Nunca me hubiese imaginado, en mis años anteriores como comandante, que terminaría mis horas como aviador, luego de hacer unos periplos tan novedosos e interesantes. Volé a un sinnúmero de destinos cuyos nombres jamás había escuchado. Estuve en muchísimas ciudades de países como Irán o Pakistán, con tal de que tuviesen un aeropuerto adecuado para la veintena de Jumbos que tenía mi aerolínea, conocí así casi todos los países islámicos que hay en Asia y África; algunos de ellos, rodeados de historia y de misterio, de leyenda y tradición.

Si bien los países del norte de África han recibido una gran influencia europea, en especial los occidentales, entre los asiáticos hay uno en particular que llamó mucho mi atención, en parte porque se advierte un desarrollo inusitado y reciente; y quizá también porque es inevitable reconocer que existe una gran identidad en cuanto a la similitud de nuestras razas. Uno camina por las calles de Ankara o Ismirna; de Anatolia, Kusadasi o Éfeso y no puede sino someterse al asombro y concluir que está transitando realmente por cualquiera de las calles de nuestros países. Y no solo es la apariencia física: pudiera decirse que hay algo en la manera de ser y en la actitud de aquellas gentes que nos relaciona e identifica. Uno no llama la atención a nadie, nadie lo ve como diferente.

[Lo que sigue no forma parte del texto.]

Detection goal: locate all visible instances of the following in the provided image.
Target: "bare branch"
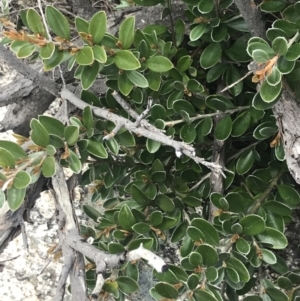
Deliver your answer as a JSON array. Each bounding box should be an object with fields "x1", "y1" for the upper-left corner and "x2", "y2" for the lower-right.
[
  {"x1": 219, "y1": 70, "x2": 253, "y2": 94},
  {"x1": 234, "y1": 0, "x2": 266, "y2": 39},
  {"x1": 61, "y1": 88, "x2": 227, "y2": 173}
]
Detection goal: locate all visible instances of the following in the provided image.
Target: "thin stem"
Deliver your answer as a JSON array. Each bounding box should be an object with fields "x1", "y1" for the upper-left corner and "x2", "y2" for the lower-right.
[
  {"x1": 37, "y1": 0, "x2": 66, "y2": 87},
  {"x1": 248, "y1": 169, "x2": 285, "y2": 214},
  {"x1": 167, "y1": 0, "x2": 177, "y2": 48},
  {"x1": 165, "y1": 106, "x2": 250, "y2": 127},
  {"x1": 288, "y1": 32, "x2": 300, "y2": 47},
  {"x1": 226, "y1": 141, "x2": 261, "y2": 163},
  {"x1": 219, "y1": 70, "x2": 253, "y2": 94}
]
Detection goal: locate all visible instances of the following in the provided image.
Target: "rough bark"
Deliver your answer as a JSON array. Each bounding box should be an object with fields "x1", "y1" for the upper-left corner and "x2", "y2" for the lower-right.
[{"x1": 234, "y1": 0, "x2": 300, "y2": 184}]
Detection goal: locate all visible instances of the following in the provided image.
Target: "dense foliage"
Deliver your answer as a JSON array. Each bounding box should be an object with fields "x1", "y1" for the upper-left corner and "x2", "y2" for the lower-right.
[{"x1": 1, "y1": 0, "x2": 300, "y2": 300}]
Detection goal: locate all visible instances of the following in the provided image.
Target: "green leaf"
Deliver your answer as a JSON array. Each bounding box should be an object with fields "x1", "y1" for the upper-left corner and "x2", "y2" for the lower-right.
[
  {"x1": 126, "y1": 70, "x2": 149, "y2": 88},
  {"x1": 266, "y1": 66, "x2": 282, "y2": 86},
  {"x1": 76, "y1": 46, "x2": 94, "y2": 65},
  {"x1": 226, "y1": 65, "x2": 243, "y2": 96},
  {"x1": 42, "y1": 156, "x2": 56, "y2": 177},
  {"x1": 226, "y1": 256, "x2": 250, "y2": 282},
  {"x1": 200, "y1": 43, "x2": 222, "y2": 69},
  {"x1": 87, "y1": 139, "x2": 108, "y2": 158},
  {"x1": 256, "y1": 227, "x2": 288, "y2": 249},
  {"x1": 198, "y1": 0, "x2": 214, "y2": 12},
  {"x1": 118, "y1": 72, "x2": 134, "y2": 96},
  {"x1": 285, "y1": 43, "x2": 300, "y2": 61},
  {"x1": 277, "y1": 184, "x2": 300, "y2": 205},
  {"x1": 266, "y1": 287, "x2": 288, "y2": 301},
  {"x1": 115, "y1": 50, "x2": 141, "y2": 70},
  {"x1": 146, "y1": 56, "x2": 173, "y2": 72},
  {"x1": 211, "y1": 24, "x2": 228, "y2": 42},
  {"x1": 132, "y1": 222, "x2": 151, "y2": 234},
  {"x1": 43, "y1": 47, "x2": 64, "y2": 71},
  {"x1": 39, "y1": 42, "x2": 55, "y2": 60},
  {"x1": 39, "y1": 116, "x2": 65, "y2": 138},
  {"x1": 146, "y1": 139, "x2": 161, "y2": 153},
  {"x1": 272, "y1": 37, "x2": 288, "y2": 55},
  {"x1": 116, "y1": 276, "x2": 139, "y2": 294},
  {"x1": 240, "y1": 215, "x2": 265, "y2": 236},
  {"x1": 190, "y1": 24, "x2": 206, "y2": 41},
  {"x1": 155, "y1": 282, "x2": 178, "y2": 299},
  {"x1": 14, "y1": 171, "x2": 31, "y2": 189},
  {"x1": 193, "y1": 289, "x2": 218, "y2": 301},
  {"x1": 66, "y1": 149, "x2": 82, "y2": 174},
  {"x1": 31, "y1": 119, "x2": 49, "y2": 147},
  {"x1": 180, "y1": 124, "x2": 196, "y2": 144},
  {"x1": 89, "y1": 11, "x2": 107, "y2": 44},
  {"x1": 171, "y1": 221, "x2": 188, "y2": 242},
  {"x1": 75, "y1": 16, "x2": 89, "y2": 34},
  {"x1": 236, "y1": 237, "x2": 250, "y2": 254},
  {"x1": 81, "y1": 61, "x2": 101, "y2": 90},
  {"x1": 105, "y1": 138, "x2": 119, "y2": 155},
  {"x1": 191, "y1": 218, "x2": 219, "y2": 246},
  {"x1": 236, "y1": 149, "x2": 255, "y2": 175},
  {"x1": 27, "y1": 8, "x2": 46, "y2": 36},
  {"x1": 215, "y1": 115, "x2": 232, "y2": 141},
  {"x1": 92, "y1": 45, "x2": 107, "y2": 63},
  {"x1": 82, "y1": 204, "x2": 101, "y2": 222},
  {"x1": 7, "y1": 187, "x2": 26, "y2": 211},
  {"x1": 260, "y1": 0, "x2": 286, "y2": 12},
  {"x1": 196, "y1": 244, "x2": 218, "y2": 267},
  {"x1": 119, "y1": 16, "x2": 135, "y2": 49},
  {"x1": 277, "y1": 55, "x2": 296, "y2": 74},
  {"x1": 64, "y1": 126, "x2": 79, "y2": 146},
  {"x1": 118, "y1": 204, "x2": 136, "y2": 231},
  {"x1": 146, "y1": 71, "x2": 161, "y2": 91},
  {"x1": 17, "y1": 44, "x2": 36, "y2": 59},
  {"x1": 252, "y1": 49, "x2": 269, "y2": 63},
  {"x1": 156, "y1": 194, "x2": 175, "y2": 212},
  {"x1": 108, "y1": 242, "x2": 125, "y2": 254},
  {"x1": 261, "y1": 249, "x2": 277, "y2": 264},
  {"x1": 177, "y1": 55, "x2": 192, "y2": 72},
  {"x1": 0, "y1": 141, "x2": 27, "y2": 160},
  {"x1": 231, "y1": 111, "x2": 251, "y2": 137},
  {"x1": 46, "y1": 6, "x2": 70, "y2": 40}
]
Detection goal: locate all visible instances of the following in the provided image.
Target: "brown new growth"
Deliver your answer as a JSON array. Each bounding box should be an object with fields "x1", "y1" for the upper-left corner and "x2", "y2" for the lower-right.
[
  {"x1": 270, "y1": 132, "x2": 281, "y2": 148},
  {"x1": 3, "y1": 30, "x2": 47, "y2": 46},
  {"x1": 252, "y1": 55, "x2": 278, "y2": 83}
]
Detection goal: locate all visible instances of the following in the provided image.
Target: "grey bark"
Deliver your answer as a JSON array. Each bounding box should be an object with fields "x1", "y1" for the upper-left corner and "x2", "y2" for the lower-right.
[{"x1": 234, "y1": 0, "x2": 300, "y2": 184}]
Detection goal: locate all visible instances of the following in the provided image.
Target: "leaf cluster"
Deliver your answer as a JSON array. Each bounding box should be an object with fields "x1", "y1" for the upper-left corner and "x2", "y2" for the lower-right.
[{"x1": 1, "y1": 1, "x2": 300, "y2": 300}]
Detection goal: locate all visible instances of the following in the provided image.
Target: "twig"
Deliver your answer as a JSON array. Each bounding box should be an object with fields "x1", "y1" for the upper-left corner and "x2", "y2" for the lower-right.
[
  {"x1": 103, "y1": 122, "x2": 124, "y2": 140},
  {"x1": 38, "y1": 244, "x2": 62, "y2": 276},
  {"x1": 190, "y1": 172, "x2": 211, "y2": 191},
  {"x1": 91, "y1": 273, "x2": 105, "y2": 300},
  {"x1": 37, "y1": 0, "x2": 66, "y2": 87},
  {"x1": 134, "y1": 96, "x2": 153, "y2": 127},
  {"x1": 165, "y1": 106, "x2": 250, "y2": 127},
  {"x1": 112, "y1": 91, "x2": 163, "y2": 134},
  {"x1": 248, "y1": 169, "x2": 285, "y2": 214},
  {"x1": 219, "y1": 70, "x2": 253, "y2": 94},
  {"x1": 226, "y1": 141, "x2": 261, "y2": 163},
  {"x1": 61, "y1": 88, "x2": 228, "y2": 174},
  {"x1": 0, "y1": 6, "x2": 39, "y2": 17},
  {"x1": 20, "y1": 220, "x2": 28, "y2": 251}
]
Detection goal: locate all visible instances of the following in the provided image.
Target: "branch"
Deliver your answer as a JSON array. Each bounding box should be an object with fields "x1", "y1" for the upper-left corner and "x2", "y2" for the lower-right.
[
  {"x1": 61, "y1": 88, "x2": 228, "y2": 174},
  {"x1": 219, "y1": 70, "x2": 253, "y2": 94},
  {"x1": 234, "y1": 0, "x2": 266, "y2": 39},
  {"x1": 0, "y1": 45, "x2": 60, "y2": 96},
  {"x1": 164, "y1": 106, "x2": 250, "y2": 127},
  {"x1": 248, "y1": 169, "x2": 285, "y2": 214}
]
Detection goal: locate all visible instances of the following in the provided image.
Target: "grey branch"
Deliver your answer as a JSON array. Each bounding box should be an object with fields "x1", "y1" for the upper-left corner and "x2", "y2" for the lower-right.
[
  {"x1": 61, "y1": 88, "x2": 227, "y2": 173},
  {"x1": 234, "y1": 0, "x2": 266, "y2": 39}
]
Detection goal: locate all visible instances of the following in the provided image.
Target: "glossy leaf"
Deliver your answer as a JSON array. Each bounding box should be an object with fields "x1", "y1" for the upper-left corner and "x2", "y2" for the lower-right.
[
  {"x1": 146, "y1": 56, "x2": 173, "y2": 72},
  {"x1": 119, "y1": 17, "x2": 135, "y2": 49},
  {"x1": 115, "y1": 50, "x2": 141, "y2": 70},
  {"x1": 89, "y1": 11, "x2": 107, "y2": 44},
  {"x1": 7, "y1": 187, "x2": 26, "y2": 211},
  {"x1": 200, "y1": 43, "x2": 222, "y2": 69},
  {"x1": 46, "y1": 6, "x2": 70, "y2": 40}
]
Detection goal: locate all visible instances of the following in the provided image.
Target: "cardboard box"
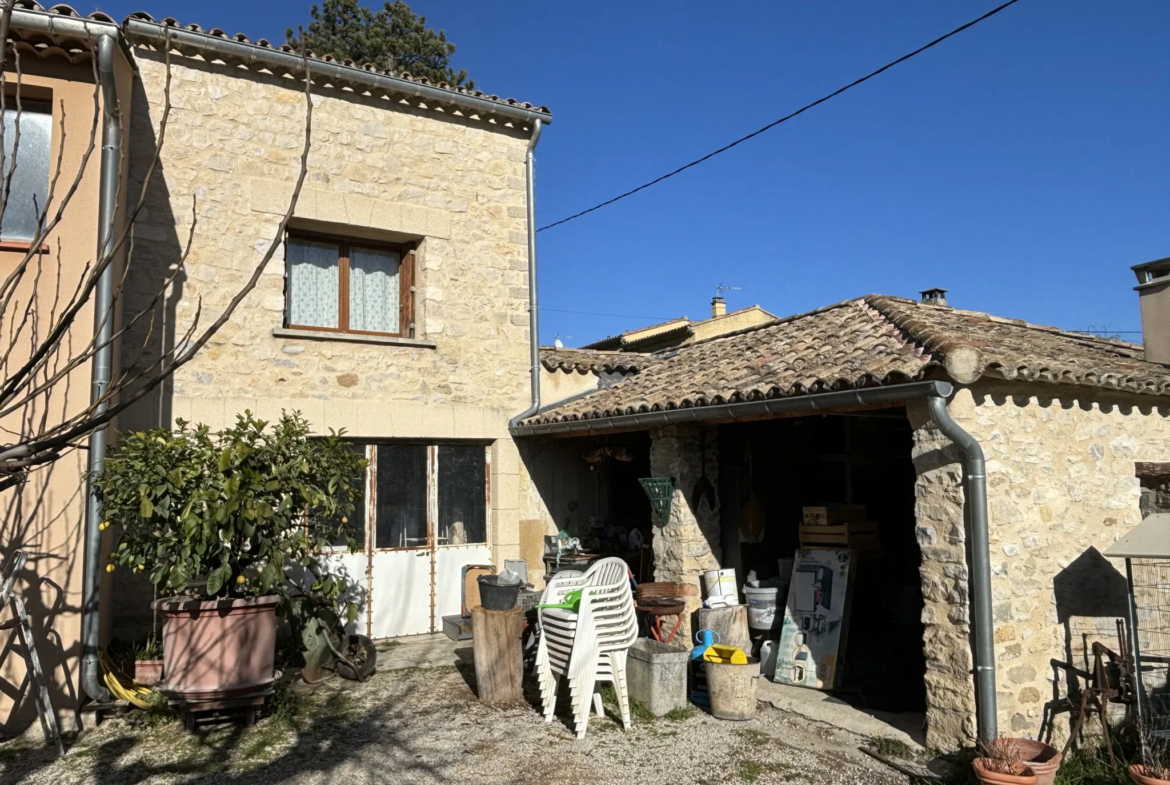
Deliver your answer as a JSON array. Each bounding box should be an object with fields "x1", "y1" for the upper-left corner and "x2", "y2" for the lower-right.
[{"x1": 802, "y1": 505, "x2": 868, "y2": 527}]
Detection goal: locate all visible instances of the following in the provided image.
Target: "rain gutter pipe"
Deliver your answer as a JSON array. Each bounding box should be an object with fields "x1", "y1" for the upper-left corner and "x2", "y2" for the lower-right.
[
  {"x1": 927, "y1": 393, "x2": 997, "y2": 741},
  {"x1": 80, "y1": 31, "x2": 122, "y2": 704},
  {"x1": 509, "y1": 118, "x2": 542, "y2": 428},
  {"x1": 512, "y1": 379, "x2": 998, "y2": 739}
]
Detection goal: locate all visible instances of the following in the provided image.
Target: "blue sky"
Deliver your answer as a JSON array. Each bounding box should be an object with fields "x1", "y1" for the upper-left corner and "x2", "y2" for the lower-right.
[{"x1": 102, "y1": 0, "x2": 1169, "y2": 346}]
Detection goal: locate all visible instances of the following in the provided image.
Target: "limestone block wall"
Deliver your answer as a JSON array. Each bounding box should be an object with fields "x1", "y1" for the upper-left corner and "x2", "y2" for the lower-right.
[
  {"x1": 117, "y1": 49, "x2": 537, "y2": 555},
  {"x1": 648, "y1": 424, "x2": 721, "y2": 640},
  {"x1": 909, "y1": 383, "x2": 1170, "y2": 750}
]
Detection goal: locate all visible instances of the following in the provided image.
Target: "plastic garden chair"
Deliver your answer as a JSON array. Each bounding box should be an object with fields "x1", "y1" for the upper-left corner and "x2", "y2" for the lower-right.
[{"x1": 535, "y1": 557, "x2": 637, "y2": 738}]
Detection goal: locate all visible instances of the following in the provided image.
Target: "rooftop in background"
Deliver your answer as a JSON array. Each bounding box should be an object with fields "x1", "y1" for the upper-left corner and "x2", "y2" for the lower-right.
[
  {"x1": 582, "y1": 303, "x2": 777, "y2": 354},
  {"x1": 522, "y1": 294, "x2": 1170, "y2": 428}
]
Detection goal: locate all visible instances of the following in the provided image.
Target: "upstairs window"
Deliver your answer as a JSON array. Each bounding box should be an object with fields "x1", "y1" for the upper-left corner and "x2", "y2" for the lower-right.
[
  {"x1": 1, "y1": 100, "x2": 52, "y2": 242},
  {"x1": 285, "y1": 231, "x2": 414, "y2": 337}
]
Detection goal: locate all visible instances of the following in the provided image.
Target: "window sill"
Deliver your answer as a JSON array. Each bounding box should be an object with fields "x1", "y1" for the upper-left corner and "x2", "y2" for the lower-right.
[
  {"x1": 0, "y1": 240, "x2": 50, "y2": 253},
  {"x1": 272, "y1": 327, "x2": 437, "y2": 349}
]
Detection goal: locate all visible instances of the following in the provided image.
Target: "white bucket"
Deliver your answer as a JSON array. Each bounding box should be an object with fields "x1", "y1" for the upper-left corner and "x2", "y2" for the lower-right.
[
  {"x1": 744, "y1": 585, "x2": 782, "y2": 632},
  {"x1": 703, "y1": 568, "x2": 737, "y2": 599}
]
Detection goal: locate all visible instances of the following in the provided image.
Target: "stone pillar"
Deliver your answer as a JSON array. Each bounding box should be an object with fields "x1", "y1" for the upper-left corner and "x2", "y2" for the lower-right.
[
  {"x1": 908, "y1": 398, "x2": 978, "y2": 751},
  {"x1": 648, "y1": 424, "x2": 721, "y2": 642}
]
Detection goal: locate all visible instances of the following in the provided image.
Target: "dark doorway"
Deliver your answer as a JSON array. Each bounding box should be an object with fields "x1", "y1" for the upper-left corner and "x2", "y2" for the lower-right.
[{"x1": 720, "y1": 409, "x2": 927, "y2": 713}]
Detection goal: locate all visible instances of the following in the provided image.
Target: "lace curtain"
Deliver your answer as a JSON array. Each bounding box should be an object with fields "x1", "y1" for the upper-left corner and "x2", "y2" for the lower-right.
[
  {"x1": 287, "y1": 237, "x2": 339, "y2": 328},
  {"x1": 349, "y1": 246, "x2": 400, "y2": 333}
]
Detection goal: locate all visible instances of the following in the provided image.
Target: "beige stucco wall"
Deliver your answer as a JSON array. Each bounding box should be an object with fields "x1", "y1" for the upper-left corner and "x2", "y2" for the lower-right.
[
  {"x1": 689, "y1": 306, "x2": 774, "y2": 342},
  {"x1": 0, "y1": 51, "x2": 131, "y2": 732},
  {"x1": 540, "y1": 366, "x2": 601, "y2": 407},
  {"x1": 118, "y1": 49, "x2": 537, "y2": 598},
  {"x1": 909, "y1": 382, "x2": 1169, "y2": 749}
]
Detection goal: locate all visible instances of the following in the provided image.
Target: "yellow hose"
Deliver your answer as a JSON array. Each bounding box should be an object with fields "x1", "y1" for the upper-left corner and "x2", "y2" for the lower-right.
[{"x1": 98, "y1": 650, "x2": 159, "y2": 710}]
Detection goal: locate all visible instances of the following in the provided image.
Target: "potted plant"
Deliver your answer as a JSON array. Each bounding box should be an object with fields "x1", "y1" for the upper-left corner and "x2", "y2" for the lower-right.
[
  {"x1": 1008, "y1": 738, "x2": 1062, "y2": 785},
  {"x1": 973, "y1": 738, "x2": 1038, "y2": 785},
  {"x1": 115, "y1": 637, "x2": 164, "y2": 687},
  {"x1": 1131, "y1": 739, "x2": 1170, "y2": 785},
  {"x1": 94, "y1": 411, "x2": 365, "y2": 700}
]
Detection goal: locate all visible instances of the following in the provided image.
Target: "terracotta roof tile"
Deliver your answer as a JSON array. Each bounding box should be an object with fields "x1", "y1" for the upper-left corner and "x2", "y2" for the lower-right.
[
  {"x1": 9, "y1": 3, "x2": 551, "y2": 118},
  {"x1": 524, "y1": 295, "x2": 1170, "y2": 426},
  {"x1": 540, "y1": 347, "x2": 645, "y2": 374}
]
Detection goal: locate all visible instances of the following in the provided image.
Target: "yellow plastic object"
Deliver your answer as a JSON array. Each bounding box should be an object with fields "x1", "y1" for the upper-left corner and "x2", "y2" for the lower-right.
[
  {"x1": 98, "y1": 650, "x2": 159, "y2": 710},
  {"x1": 702, "y1": 644, "x2": 748, "y2": 665}
]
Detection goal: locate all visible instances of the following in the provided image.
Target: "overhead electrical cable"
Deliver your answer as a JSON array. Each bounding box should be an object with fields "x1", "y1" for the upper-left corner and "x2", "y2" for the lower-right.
[{"x1": 538, "y1": 0, "x2": 1023, "y2": 233}]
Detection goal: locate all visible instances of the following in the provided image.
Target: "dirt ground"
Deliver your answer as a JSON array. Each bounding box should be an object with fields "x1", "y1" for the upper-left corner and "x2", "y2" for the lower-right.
[{"x1": 0, "y1": 662, "x2": 912, "y2": 785}]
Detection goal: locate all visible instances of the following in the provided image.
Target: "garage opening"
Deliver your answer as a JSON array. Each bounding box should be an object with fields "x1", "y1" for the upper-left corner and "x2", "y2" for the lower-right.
[{"x1": 719, "y1": 409, "x2": 926, "y2": 714}]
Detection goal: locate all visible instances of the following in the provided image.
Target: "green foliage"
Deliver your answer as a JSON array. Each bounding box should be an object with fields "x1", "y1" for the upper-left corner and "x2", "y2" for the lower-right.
[
  {"x1": 94, "y1": 411, "x2": 366, "y2": 622},
  {"x1": 287, "y1": 0, "x2": 473, "y2": 88}
]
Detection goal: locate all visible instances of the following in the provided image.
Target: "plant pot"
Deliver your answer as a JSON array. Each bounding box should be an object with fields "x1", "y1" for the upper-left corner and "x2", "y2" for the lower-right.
[
  {"x1": 132, "y1": 659, "x2": 164, "y2": 688},
  {"x1": 1130, "y1": 764, "x2": 1170, "y2": 785},
  {"x1": 1010, "y1": 739, "x2": 1062, "y2": 785},
  {"x1": 153, "y1": 595, "x2": 279, "y2": 700},
  {"x1": 973, "y1": 758, "x2": 1037, "y2": 785}
]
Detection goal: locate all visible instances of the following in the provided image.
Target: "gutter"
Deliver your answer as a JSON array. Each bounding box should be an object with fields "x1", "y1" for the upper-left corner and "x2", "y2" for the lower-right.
[
  {"x1": 79, "y1": 31, "x2": 124, "y2": 704},
  {"x1": 511, "y1": 379, "x2": 998, "y2": 740},
  {"x1": 508, "y1": 118, "x2": 542, "y2": 428},
  {"x1": 927, "y1": 394, "x2": 997, "y2": 741},
  {"x1": 122, "y1": 18, "x2": 551, "y2": 128}
]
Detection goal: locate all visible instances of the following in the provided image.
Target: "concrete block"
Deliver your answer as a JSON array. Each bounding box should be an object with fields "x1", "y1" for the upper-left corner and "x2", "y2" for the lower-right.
[{"x1": 626, "y1": 639, "x2": 690, "y2": 717}]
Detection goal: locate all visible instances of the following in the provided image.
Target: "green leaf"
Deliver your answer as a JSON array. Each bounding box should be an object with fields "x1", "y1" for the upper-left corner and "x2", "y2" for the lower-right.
[
  {"x1": 139, "y1": 496, "x2": 154, "y2": 518},
  {"x1": 218, "y1": 448, "x2": 232, "y2": 472},
  {"x1": 205, "y1": 565, "x2": 226, "y2": 596}
]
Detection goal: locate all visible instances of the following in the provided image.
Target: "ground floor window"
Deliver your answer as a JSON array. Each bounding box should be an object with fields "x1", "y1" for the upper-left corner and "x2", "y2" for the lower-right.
[
  {"x1": 336, "y1": 442, "x2": 490, "y2": 551},
  {"x1": 324, "y1": 441, "x2": 493, "y2": 639}
]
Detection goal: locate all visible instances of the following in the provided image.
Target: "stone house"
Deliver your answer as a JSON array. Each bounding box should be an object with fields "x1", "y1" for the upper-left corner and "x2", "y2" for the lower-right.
[
  {"x1": 581, "y1": 297, "x2": 776, "y2": 354},
  {"x1": 1, "y1": 3, "x2": 551, "y2": 731},
  {"x1": 513, "y1": 285, "x2": 1170, "y2": 750}
]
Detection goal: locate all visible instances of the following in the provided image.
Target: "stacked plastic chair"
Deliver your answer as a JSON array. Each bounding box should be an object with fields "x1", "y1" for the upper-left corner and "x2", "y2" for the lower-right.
[{"x1": 535, "y1": 556, "x2": 638, "y2": 739}]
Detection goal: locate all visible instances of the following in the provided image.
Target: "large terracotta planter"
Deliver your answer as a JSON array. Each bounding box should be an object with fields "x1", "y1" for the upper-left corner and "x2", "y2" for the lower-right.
[
  {"x1": 153, "y1": 595, "x2": 279, "y2": 700},
  {"x1": 973, "y1": 758, "x2": 1037, "y2": 785},
  {"x1": 1130, "y1": 764, "x2": 1170, "y2": 785},
  {"x1": 1011, "y1": 739, "x2": 1062, "y2": 785}
]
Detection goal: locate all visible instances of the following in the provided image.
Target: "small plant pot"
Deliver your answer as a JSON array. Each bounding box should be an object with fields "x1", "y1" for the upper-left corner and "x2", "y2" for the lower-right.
[
  {"x1": 1009, "y1": 739, "x2": 1062, "y2": 785},
  {"x1": 132, "y1": 659, "x2": 164, "y2": 688},
  {"x1": 973, "y1": 758, "x2": 1037, "y2": 785},
  {"x1": 1130, "y1": 764, "x2": 1170, "y2": 785}
]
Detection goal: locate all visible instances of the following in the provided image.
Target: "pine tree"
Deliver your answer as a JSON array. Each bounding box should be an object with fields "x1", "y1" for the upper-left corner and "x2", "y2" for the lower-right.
[{"x1": 287, "y1": 0, "x2": 474, "y2": 89}]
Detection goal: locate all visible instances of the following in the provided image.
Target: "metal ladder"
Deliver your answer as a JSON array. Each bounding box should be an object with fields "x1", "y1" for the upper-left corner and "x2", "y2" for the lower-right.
[{"x1": 1, "y1": 550, "x2": 64, "y2": 756}]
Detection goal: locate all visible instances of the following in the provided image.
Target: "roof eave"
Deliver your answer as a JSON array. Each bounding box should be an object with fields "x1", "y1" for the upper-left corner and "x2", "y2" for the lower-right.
[{"x1": 121, "y1": 16, "x2": 552, "y2": 127}]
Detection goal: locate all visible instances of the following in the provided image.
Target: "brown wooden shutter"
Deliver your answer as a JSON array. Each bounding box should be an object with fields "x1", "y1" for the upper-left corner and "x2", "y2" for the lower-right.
[{"x1": 401, "y1": 249, "x2": 416, "y2": 338}]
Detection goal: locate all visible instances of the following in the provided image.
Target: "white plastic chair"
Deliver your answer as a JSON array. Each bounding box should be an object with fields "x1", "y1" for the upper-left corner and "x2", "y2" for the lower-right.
[{"x1": 535, "y1": 557, "x2": 638, "y2": 738}]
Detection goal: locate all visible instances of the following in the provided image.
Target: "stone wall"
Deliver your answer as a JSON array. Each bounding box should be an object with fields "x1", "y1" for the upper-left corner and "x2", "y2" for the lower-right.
[
  {"x1": 112, "y1": 49, "x2": 540, "y2": 634},
  {"x1": 648, "y1": 424, "x2": 721, "y2": 640},
  {"x1": 909, "y1": 383, "x2": 1170, "y2": 749}
]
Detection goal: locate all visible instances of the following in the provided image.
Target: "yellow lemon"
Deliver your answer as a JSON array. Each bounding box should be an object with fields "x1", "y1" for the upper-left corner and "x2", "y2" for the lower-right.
[
  {"x1": 105, "y1": 564, "x2": 115, "y2": 572},
  {"x1": 341, "y1": 516, "x2": 348, "y2": 524},
  {"x1": 236, "y1": 574, "x2": 246, "y2": 585}
]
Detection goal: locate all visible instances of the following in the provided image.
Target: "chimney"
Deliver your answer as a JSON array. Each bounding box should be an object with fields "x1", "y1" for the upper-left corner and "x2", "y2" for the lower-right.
[
  {"x1": 920, "y1": 287, "x2": 949, "y2": 307},
  {"x1": 1132, "y1": 257, "x2": 1170, "y2": 364},
  {"x1": 711, "y1": 296, "x2": 726, "y2": 318}
]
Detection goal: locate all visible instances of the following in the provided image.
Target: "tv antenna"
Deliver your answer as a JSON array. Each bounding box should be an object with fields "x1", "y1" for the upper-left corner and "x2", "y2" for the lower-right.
[{"x1": 715, "y1": 283, "x2": 742, "y2": 298}]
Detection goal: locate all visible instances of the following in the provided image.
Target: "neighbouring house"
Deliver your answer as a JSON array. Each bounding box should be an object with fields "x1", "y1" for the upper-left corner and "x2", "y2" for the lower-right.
[
  {"x1": 1, "y1": 3, "x2": 552, "y2": 733},
  {"x1": 581, "y1": 297, "x2": 776, "y2": 354},
  {"x1": 511, "y1": 277, "x2": 1170, "y2": 751}
]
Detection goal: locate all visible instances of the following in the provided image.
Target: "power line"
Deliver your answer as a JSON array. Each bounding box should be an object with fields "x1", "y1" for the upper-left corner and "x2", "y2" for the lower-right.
[
  {"x1": 538, "y1": 0, "x2": 1023, "y2": 233},
  {"x1": 543, "y1": 307, "x2": 674, "y2": 321}
]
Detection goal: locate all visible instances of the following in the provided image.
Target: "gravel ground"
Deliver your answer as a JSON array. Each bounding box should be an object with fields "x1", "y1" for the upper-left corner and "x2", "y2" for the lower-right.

Así estuve en la diminuta Éfeso, la de la supuesta epístola de Saulo de Tarso -San Pablo- a sus creyentes, y razón en la etimología para una voz curiosa: “adefesio”. Allá fui algunas veces, a su aeropuerto avecinado a Kusadasi, a un lugar en el que, según la tradición, y más probablemente la leyenda, habría vivido la Virgen María. Turquía es un país prodigioso, es difícil concebir que estas mismas tierras, debido a su privilegiada ubicación, sedujeron a tantas y tantas civilizaciones; y constituyeron un día la parte oriental de la Grecia clásica.

Una mañana me llamaron de Operaciones. Debía trasladar a seiscientos sesenta peregrinos -la capacidad del 744 en una sola clase- que debían retornar al aeropuerto de GAP o Sanliurfa, ubicado al poniente de la represa de Atatürk (bautizada así en honor del verdadero Padre de la Patria de los turcos). La represa está ubicada en un lago situado en el curso inicial del legendario Eufrates. En sus orillas se asienta Samsat, conocida en nuestro idioma como Samósata, cuna de un hombre que hace dieciocho siglos se convirtió en maestro de la ironía y el sarcasmo; que fue paradigma y referente, y que influenció con su estilo a una infinidad de polemistas y escritores, como Rabelais y Voltaire, como Quevedo y Cervantes. Lo conoce la Historia como Luciano, Luciano de Samósata.